La Secretaría de Desarrollo Urbano Municipal, encabezada por el Lic. Oscar Tristán, anunció que se pondrá bajo estricta revisión a los establecimientos comerciales y restaurantes que invaden las banquetas y obstaculizan el libre tránsito de los peatones. Destacó de manera particular el caso de un famoso negocio de desayunos ubicado en el cruce de las calles Nieto y F. Elizondo, el cual mantiene la acera totalmente invadida.
Durante una entrevista, el funcionario municipal explicó que, si bien la Ley de Ingresos actual contempla la posibilidad de que los comercios extiendan sus negocios hacia el exterior instalando mesas (con un cobro aproximado de 8 pesos diarios por silla), es un requisito indispensable que el espacio sea el idóneo para no afectar a terceros.
«Desde luego el espacio tiene que ser idóneo. Hay calles o andadores como el J. Pani o Venustiano Carranza que se prestan, pero hay otras que lamentablemente tienen banquetas de 1.50 o 2 metros. El tema del negocio en F. Elizondo y Nieto lo vamos a retomar», aseguró Tristán.
El Secretario enfatizó que la prioridad del municipio es garantizar el derecho al libre tránsito, haciendo especial hincapié en las personas con discapacidad. «Es molesto, sobre todo para las personas que tienen alguna discapacidad o usan silla de ruedas. ¿Cómo pasan por ahí? Tenemos que pensar en ese tipo de personas y estamos procurando que no se invada la libre circulación», declaró.
Cero tolerancia a refrigeradores y autos en aceras
Además de los restaurantes, la Secretaría de Desarrollo Urbano advirtió que no está permitido que las tiendas de abarrotes coloquen refrigeradores de hielo sobre la banqueta. De igual forma, se hizo un llamado a las agencias de vehículos, particularmente en la zona del Blvd. Colosio, que utilizan amplios espacios peatonales para exhibir sus unidades. «Las banquetas no son para que tengamos los coches, es para que pase la gente», sentenció.

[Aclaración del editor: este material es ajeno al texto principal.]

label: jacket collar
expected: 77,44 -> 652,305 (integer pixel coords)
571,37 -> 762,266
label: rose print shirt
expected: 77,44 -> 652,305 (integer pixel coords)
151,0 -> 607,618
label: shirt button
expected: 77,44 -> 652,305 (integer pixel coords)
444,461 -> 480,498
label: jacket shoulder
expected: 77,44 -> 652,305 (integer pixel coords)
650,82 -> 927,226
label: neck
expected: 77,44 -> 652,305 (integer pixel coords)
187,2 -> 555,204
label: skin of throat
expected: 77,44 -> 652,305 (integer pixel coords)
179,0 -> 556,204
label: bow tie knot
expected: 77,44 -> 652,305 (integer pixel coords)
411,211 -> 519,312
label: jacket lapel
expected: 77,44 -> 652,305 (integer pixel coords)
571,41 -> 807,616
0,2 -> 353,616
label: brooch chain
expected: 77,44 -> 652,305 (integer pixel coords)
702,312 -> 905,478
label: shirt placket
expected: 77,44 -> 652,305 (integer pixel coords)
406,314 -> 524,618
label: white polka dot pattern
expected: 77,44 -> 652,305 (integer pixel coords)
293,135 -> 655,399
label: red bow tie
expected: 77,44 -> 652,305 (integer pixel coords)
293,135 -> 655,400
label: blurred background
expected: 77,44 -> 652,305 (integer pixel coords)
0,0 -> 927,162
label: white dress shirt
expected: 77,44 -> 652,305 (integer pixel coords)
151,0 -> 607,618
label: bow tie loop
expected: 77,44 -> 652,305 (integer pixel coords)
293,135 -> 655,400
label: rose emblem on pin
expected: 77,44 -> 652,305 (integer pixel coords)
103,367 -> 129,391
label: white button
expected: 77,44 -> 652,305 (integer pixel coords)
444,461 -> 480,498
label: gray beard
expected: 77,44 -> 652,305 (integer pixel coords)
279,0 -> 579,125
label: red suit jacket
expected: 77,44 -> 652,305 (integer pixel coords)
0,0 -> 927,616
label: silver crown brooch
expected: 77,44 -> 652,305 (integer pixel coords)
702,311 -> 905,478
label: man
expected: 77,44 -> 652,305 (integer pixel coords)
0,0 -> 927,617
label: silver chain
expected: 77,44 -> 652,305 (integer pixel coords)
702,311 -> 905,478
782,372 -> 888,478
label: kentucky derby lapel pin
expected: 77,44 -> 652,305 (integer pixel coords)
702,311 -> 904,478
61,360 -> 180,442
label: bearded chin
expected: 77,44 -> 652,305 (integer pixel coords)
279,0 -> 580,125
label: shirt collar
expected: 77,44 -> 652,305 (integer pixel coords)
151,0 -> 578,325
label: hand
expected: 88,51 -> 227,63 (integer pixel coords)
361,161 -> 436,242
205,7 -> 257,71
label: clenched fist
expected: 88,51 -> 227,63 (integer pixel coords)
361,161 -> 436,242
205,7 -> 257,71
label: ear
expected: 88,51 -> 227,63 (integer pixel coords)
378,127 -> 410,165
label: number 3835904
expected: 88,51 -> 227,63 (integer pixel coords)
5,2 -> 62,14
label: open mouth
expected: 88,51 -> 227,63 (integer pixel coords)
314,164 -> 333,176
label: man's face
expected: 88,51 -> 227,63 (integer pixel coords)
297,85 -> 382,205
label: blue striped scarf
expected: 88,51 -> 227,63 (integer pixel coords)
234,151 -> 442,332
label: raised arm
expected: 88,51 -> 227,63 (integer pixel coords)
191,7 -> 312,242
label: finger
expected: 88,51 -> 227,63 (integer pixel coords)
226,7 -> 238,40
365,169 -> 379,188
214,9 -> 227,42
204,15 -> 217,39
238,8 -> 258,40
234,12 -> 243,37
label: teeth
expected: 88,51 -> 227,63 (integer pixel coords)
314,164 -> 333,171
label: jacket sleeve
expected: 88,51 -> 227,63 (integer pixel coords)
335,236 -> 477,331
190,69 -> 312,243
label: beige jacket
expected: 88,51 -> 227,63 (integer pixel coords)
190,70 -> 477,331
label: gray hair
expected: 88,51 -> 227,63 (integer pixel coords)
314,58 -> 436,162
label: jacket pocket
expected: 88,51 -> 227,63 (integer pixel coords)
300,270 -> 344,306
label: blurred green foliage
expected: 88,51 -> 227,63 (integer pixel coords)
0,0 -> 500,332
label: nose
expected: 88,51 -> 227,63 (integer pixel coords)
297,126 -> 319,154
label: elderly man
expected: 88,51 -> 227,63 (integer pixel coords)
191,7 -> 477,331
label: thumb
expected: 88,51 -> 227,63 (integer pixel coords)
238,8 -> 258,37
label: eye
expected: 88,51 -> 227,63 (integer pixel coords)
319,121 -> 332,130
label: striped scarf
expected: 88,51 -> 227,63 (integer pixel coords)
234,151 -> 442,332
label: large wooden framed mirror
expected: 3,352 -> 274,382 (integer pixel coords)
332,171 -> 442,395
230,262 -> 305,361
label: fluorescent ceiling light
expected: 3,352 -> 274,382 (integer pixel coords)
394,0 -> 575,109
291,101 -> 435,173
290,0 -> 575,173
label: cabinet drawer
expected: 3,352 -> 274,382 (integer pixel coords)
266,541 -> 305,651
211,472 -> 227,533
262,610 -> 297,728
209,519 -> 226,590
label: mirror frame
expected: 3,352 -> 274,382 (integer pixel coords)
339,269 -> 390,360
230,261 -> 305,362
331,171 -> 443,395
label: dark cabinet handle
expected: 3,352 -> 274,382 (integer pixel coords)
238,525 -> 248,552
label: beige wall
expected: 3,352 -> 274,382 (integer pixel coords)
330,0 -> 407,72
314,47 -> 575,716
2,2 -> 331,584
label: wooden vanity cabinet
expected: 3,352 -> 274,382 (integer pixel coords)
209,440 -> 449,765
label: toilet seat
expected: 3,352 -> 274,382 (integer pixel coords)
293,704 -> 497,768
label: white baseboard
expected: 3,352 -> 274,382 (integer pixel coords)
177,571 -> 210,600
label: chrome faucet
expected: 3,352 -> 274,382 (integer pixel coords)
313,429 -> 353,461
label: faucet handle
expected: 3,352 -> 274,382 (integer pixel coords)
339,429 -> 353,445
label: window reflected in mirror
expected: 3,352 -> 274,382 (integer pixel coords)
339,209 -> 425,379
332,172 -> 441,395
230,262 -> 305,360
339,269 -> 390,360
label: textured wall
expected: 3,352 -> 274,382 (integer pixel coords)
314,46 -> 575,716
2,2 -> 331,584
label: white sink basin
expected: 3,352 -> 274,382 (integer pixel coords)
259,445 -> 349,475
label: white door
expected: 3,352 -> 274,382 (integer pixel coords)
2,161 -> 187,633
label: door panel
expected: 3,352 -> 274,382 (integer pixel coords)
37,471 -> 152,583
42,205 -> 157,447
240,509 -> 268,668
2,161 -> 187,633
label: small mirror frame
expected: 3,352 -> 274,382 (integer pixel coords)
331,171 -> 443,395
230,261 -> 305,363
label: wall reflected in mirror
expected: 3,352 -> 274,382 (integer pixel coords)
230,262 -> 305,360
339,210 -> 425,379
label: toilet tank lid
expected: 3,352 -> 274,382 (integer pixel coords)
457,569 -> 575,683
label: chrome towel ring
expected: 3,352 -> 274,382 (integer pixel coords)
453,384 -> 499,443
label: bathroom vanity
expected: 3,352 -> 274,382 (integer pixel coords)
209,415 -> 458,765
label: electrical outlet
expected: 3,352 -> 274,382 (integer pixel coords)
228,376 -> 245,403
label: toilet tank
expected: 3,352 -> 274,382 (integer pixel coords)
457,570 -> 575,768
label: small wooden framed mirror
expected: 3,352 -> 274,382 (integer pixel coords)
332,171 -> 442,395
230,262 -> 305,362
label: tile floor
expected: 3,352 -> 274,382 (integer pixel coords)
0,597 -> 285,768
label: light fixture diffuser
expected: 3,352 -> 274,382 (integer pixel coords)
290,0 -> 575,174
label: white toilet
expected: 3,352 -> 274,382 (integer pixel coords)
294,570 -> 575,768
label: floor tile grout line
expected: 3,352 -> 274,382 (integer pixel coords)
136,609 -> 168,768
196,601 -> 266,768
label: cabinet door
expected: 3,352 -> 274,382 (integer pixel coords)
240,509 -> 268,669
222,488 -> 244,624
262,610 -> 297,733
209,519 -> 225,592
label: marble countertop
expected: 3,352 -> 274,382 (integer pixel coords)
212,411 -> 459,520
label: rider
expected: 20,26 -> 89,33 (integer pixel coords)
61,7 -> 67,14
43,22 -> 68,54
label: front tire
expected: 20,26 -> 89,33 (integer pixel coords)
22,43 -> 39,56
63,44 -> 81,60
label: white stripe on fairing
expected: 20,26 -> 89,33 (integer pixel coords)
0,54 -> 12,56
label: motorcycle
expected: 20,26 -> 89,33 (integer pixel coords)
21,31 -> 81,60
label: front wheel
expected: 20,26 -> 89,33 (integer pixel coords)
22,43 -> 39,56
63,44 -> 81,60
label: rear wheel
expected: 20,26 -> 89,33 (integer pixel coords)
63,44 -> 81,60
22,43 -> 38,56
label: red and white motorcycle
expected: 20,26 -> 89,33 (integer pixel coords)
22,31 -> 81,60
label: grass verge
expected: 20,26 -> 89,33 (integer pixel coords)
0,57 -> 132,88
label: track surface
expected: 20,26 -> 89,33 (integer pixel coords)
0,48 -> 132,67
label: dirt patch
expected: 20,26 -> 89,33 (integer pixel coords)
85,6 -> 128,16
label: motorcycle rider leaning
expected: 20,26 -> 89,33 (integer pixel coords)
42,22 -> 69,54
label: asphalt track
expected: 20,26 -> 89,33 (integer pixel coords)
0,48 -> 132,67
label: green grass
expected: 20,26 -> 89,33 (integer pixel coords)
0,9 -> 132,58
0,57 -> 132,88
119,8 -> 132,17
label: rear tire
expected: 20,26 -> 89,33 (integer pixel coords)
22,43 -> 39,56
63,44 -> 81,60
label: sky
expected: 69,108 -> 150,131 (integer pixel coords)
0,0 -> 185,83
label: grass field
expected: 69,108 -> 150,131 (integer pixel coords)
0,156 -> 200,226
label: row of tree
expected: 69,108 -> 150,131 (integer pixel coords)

Multas de hasta 2,000 pesos
Sobre las sanciones, el Lic. Oscar Tristán detalló que las multas por obstruir la vía pública oscilan entre los 1,000 y 2,000 pesos. No obstante, aclaró que el objetivo de la administración no es ser un gobierno recaudatorio, sino promover el orden y la inversión.
«Primero los requerimos y les pedimos que los quiten. No somos un municipio sancionador, queremos promover la inversión y todo, pero si no hacen caso, tenemos que llegar a sancionarlos», concluyó el titular, recordando que los permisos para estas áreas se otorgan en coordinación con la Dirección de Mercados.